My source data has the following information;
- create table clicks (IP varchar2(16), Click_Timestamp timestamp, URL varchar2(200));
- insert into clicks values ('126.96.36.199','03-JUL-2014 11:33:15','stubhub.com');
- insert into clicks values ('188.8.131.52','03-JUL-2014 11:33:21','mlssoccer.com');
- insert into clicks values ('184.108.40.206','03-JUL-2014 11:59:08','netflix.com');
- insert into clicks values ('220.127.116.11','04-JUL-2014 09:02:19','amazon.com');
- insert into clicks values ('18.104.22.168','04-JUL-2014 09:02:26','amazon.com/travel');
- insert into clicks values ('22.214.171.124','04-JUL-2014 09:48:27','citibank.com');
- insert into clicks values ('126.96.36.199','04-JUL-2014 10:01:05','ebay.com');
The type of query we need to generate a session ID using MATCH_RECOGNIZE is shown below. As in Keith's blog, we defined a session as a sequence of one or more events with the same partition key (IP address) where the gap between the timestamps is less than 10 seconds - in this demo, the gap is completely arbitrary and could be set to any number as required. Here we detect the various sessions and assign a surrogate session id to each session within each partition (IP).
- SELECT ip, session_id start_time, no_of_events, duration
- FROM clicks MATCH_RECOGNIZE
- (PARTITION BY ip ORDER BY click_TimeStamp
- MEASURES match_number() session_id,
- count(*) as no_of_events,
- first(click_timestamp) start_time,
- last(click_timestamp) - first(click_timestamp) duration
- ONE ROW PER MATCH
- PATTERN (b s*)
- s as ((s.click_TimeStamp - prev(s.click_TimeStamp)) <= TO_DSINTERVAL('0 0:00:10.0'))
The Oracle syntax (...FROM clicks MATCH_RECOGNIZE....) for this operation is a little different from other SQL constructs, it isn't a join, it isn't a table function, it might be a custom component - but until that's public need another way. You could create a view and use that in ODI. Another option is to use the SQL override, custom template capability. This let's you define any arbitrary code for a source component in a mapping. Source datastores in mappings have a physical option named CUSTOM_TEMPLATE. You can define code here such as the SQL to produce the sessionized data above. The code can use ODI's substitution reference methods to make the code more generic (parameterized schemas etc.). For example the physical map design below defines a mapping with a source datastore defining the attributes projected from my query. I defined the datastore in an ODI model - it isn't actually in a database, it's just used in the mapping.
As it's description states 'Custom SQL statement as an inline view to override default code generation.' is what this is for.
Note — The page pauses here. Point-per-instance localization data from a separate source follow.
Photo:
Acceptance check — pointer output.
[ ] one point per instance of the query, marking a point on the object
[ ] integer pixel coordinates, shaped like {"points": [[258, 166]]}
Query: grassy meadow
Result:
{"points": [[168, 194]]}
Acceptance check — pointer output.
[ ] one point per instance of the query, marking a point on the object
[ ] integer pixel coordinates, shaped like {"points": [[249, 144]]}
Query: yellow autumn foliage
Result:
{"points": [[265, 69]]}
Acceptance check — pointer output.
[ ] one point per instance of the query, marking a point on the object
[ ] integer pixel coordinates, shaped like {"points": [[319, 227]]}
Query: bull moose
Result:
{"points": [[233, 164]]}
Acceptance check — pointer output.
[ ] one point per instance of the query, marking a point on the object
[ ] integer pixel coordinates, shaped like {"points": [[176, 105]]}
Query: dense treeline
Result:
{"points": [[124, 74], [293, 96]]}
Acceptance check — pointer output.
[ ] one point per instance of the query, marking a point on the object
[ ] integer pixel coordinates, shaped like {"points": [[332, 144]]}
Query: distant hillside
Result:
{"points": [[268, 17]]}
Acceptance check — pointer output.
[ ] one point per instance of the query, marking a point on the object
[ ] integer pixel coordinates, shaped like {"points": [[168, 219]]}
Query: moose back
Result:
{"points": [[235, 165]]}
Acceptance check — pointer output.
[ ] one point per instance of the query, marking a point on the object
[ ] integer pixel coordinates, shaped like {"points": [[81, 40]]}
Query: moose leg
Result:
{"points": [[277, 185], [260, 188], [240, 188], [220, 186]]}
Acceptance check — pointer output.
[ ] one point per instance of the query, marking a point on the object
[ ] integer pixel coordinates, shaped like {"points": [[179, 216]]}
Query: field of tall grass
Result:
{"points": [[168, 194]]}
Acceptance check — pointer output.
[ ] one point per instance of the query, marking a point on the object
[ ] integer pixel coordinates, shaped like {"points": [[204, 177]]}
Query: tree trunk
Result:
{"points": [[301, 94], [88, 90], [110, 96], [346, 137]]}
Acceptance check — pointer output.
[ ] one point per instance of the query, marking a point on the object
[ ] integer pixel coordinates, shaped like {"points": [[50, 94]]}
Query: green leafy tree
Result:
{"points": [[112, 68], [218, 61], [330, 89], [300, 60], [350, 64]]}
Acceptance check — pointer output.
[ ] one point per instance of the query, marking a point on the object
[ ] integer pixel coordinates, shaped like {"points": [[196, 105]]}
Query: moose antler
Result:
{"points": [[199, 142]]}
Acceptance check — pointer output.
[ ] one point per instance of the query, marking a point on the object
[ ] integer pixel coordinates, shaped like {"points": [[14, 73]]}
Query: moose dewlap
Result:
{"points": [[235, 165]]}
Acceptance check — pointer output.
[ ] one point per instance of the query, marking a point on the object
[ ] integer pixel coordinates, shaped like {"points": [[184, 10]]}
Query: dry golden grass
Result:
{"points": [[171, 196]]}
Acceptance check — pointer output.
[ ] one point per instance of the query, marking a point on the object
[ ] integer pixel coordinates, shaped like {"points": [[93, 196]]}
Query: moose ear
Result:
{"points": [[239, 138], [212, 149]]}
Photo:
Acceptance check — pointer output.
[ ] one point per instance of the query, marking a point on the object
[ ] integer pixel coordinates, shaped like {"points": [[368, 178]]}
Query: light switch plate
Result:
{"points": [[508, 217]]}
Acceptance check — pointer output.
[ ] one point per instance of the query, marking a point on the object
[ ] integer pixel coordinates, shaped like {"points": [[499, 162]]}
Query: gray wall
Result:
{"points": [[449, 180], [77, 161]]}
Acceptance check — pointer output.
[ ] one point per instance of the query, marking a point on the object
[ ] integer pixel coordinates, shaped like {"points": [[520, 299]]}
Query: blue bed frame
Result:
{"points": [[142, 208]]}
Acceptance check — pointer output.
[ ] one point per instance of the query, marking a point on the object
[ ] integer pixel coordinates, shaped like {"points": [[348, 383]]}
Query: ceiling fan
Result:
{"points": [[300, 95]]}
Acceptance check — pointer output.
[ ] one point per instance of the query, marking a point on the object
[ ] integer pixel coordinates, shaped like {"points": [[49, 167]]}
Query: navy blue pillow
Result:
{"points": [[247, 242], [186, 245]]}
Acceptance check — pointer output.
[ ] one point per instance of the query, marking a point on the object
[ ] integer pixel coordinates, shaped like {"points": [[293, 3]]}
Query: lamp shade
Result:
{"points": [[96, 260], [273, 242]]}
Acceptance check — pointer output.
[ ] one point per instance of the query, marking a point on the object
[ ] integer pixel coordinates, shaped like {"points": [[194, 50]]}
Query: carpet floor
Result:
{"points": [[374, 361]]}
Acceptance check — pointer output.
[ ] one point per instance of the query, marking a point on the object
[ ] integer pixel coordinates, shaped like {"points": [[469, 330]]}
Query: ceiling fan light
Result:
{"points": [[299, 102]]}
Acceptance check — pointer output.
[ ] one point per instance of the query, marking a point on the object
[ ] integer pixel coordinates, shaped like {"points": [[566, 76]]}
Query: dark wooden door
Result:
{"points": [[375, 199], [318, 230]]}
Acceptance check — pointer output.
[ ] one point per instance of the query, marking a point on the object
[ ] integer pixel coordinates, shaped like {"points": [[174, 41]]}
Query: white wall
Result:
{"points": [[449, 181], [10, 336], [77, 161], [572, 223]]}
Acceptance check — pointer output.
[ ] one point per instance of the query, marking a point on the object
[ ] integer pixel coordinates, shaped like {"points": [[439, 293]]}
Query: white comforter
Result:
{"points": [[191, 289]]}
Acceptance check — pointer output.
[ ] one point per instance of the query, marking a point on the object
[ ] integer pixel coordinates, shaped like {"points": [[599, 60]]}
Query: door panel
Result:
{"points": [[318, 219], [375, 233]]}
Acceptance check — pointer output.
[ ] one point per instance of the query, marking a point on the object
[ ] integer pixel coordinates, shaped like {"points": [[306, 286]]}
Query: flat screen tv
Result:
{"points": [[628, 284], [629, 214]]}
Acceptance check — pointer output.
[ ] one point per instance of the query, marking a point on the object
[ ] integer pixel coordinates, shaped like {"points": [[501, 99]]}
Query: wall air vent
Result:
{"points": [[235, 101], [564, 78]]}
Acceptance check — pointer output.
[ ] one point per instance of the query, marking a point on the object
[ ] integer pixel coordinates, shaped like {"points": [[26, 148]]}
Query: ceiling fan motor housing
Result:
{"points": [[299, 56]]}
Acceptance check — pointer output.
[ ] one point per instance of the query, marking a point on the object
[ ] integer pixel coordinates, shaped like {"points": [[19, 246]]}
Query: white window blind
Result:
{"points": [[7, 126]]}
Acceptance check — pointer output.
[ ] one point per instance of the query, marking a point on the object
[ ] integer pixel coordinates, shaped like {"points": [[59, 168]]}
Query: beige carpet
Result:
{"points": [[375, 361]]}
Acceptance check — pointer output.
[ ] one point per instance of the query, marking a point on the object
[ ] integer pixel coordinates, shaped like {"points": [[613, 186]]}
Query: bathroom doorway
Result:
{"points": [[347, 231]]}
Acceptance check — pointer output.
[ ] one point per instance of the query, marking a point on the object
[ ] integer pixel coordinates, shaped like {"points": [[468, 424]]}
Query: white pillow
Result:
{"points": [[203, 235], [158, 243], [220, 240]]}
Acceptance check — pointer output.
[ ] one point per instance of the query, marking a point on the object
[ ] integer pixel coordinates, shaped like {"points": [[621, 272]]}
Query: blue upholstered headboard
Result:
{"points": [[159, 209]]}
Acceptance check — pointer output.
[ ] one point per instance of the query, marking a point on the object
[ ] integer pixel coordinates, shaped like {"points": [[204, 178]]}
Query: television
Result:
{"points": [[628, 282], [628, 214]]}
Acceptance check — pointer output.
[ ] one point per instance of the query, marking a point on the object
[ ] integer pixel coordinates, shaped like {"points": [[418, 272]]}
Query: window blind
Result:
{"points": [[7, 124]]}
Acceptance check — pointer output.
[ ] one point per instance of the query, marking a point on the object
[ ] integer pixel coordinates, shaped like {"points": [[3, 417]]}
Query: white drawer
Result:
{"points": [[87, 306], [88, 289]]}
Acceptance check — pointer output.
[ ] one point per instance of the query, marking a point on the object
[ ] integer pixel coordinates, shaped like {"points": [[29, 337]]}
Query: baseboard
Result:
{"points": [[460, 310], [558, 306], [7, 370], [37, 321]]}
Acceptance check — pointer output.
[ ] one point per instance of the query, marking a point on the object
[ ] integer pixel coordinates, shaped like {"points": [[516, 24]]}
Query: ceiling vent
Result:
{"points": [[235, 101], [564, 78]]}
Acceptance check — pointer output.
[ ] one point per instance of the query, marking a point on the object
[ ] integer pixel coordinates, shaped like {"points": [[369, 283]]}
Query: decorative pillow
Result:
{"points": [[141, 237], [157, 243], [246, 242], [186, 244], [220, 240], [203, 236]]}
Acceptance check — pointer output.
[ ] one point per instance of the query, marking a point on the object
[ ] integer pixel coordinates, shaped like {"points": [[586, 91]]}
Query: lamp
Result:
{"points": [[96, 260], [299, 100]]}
Note this option is under the extract options on the source datastore's physical node, the value for CUSTOM_TEMPLATE can be edited and arbitrary code, in this case SQL, defined. Double clicking the value field in the KM options table brings up an editor where you can see the entire code block I have defined. Note below, I have hard-wired the clicks table in the SQL;
To make this more generic and flexible, I can use the odiRef methods to get the name of the clicks table generated based on the topology defined in ODI. My clicks table is in a model in ODI and the use of odiRef.getObjectName below let's me get the name correctly generated depending on the generation context - perhaps in one context it is in schema DEVX and in another it is in DEVY, using the SDK shields us from such changes.
You will note also that there is another KM option named SELECT_HINT, this is used by the default 12c code generation capabilities but if you override the code using this custom code option described above you can still incorporate the hints supplied in the mapping. So if you define a value for the KM option SELECT_HINT you can have it included in your custom code by using this getOption method - pretty flexible!
Hope this is a useful insight into some of the capabilities provided in ODI 12c. I used the latest and greatest 12.1.3 release in this post, that's what you will need to use this functionality.